SciML / PDERoadmap

A repository for the discussion of PDE tooling for scientific machine learning (SciML) and physics-informed machine learning
https://tutorials.sciml.ai/
18 stars 6 forks source link

Coefficients embedded operators #9

Closed MSeeker1340 closed 6 years ago

MSeeker1340 commented 6 years ago

section link

The main point is that as @ChrisRackauckas points out, separating $\mu(x)\partialx$ into $\mu+(x)\partial+(x) + \mu-(x)\partial_-(x)$ does not generalize well to multiple dimensions (also it's not very elegant and slower by a factor of two). What we should really do is something similar to the existing implementation of upwind operators, i.e. include the directions/coefficients in the operator itself.

Now there are two ways going forward from here: either we use this as a basis and have every differential operators include a field for coefficients, or we constrain this approach only to upwind operators and keep the central differencing operators coefficients-free. The first way is more consistent in terms of interface, but would result in a lot of redundant code (after all, the need to embed coefficients only exist for upwind operators). Personally I prefer the second approach, but I should leave this up to discussion.

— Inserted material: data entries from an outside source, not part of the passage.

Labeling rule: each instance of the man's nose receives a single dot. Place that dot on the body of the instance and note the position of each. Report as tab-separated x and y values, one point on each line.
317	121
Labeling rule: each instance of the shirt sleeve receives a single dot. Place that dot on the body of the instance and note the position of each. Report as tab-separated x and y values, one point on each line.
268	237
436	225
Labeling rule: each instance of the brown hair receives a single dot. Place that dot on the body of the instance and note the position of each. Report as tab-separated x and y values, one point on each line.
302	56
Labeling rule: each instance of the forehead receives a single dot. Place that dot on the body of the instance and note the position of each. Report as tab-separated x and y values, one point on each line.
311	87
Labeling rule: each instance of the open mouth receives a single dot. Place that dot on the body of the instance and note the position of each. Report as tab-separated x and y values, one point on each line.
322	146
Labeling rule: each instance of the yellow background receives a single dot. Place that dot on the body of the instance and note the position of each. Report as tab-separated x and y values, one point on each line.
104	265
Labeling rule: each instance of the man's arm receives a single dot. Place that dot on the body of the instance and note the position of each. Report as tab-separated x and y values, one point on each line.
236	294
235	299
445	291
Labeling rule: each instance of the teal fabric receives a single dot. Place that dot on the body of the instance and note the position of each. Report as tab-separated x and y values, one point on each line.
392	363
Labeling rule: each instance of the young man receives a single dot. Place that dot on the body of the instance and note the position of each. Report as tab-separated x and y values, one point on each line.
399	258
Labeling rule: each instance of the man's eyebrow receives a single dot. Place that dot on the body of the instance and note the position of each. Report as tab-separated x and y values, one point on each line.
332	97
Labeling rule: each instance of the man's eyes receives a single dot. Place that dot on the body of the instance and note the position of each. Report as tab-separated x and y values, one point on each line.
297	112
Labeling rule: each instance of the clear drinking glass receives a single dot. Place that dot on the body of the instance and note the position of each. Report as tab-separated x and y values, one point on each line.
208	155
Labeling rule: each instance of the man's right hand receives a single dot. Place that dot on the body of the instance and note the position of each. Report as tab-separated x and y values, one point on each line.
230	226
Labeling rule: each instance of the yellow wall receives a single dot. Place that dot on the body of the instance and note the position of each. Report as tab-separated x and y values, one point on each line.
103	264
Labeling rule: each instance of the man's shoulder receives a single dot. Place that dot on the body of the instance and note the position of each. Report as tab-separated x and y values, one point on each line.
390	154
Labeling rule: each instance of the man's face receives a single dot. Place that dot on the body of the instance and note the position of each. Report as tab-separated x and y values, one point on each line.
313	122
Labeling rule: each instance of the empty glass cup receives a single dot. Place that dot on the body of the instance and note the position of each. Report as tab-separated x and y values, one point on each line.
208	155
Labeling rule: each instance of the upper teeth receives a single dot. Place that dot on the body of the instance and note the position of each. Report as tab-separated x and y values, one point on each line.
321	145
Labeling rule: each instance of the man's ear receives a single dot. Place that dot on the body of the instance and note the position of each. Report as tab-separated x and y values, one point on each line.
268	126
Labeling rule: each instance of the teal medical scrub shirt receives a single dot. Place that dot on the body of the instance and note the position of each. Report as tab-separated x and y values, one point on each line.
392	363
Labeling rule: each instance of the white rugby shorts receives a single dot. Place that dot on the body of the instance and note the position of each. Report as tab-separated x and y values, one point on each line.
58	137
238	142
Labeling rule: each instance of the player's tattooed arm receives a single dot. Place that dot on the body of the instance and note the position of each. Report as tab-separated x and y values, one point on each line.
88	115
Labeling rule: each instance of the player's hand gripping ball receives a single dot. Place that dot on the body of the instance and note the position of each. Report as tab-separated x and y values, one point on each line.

Do note that although the construction of L in the last cell looks very concise, in general we still need to use operator compositions now and then. For example, for the forward Kolmogorov operators the derivatives come after the coefficients are applied, so we need something like L = DiffusionOperator(dx,N) * DiffEqArrayOperator(Diagonal(D)).

(By the way, for the forward Kolmogorov equation, how does upwind operators work? Specifically, do we use Leibniz rule on $\partial_x(\mu(x)u)$ = $\mu(x)\partial_xu + \partial_x\mu(x)u$ and convert to the case when the coefficients are prepended? And what direction should we take to evaluate $\partial_x\mu(x)$?)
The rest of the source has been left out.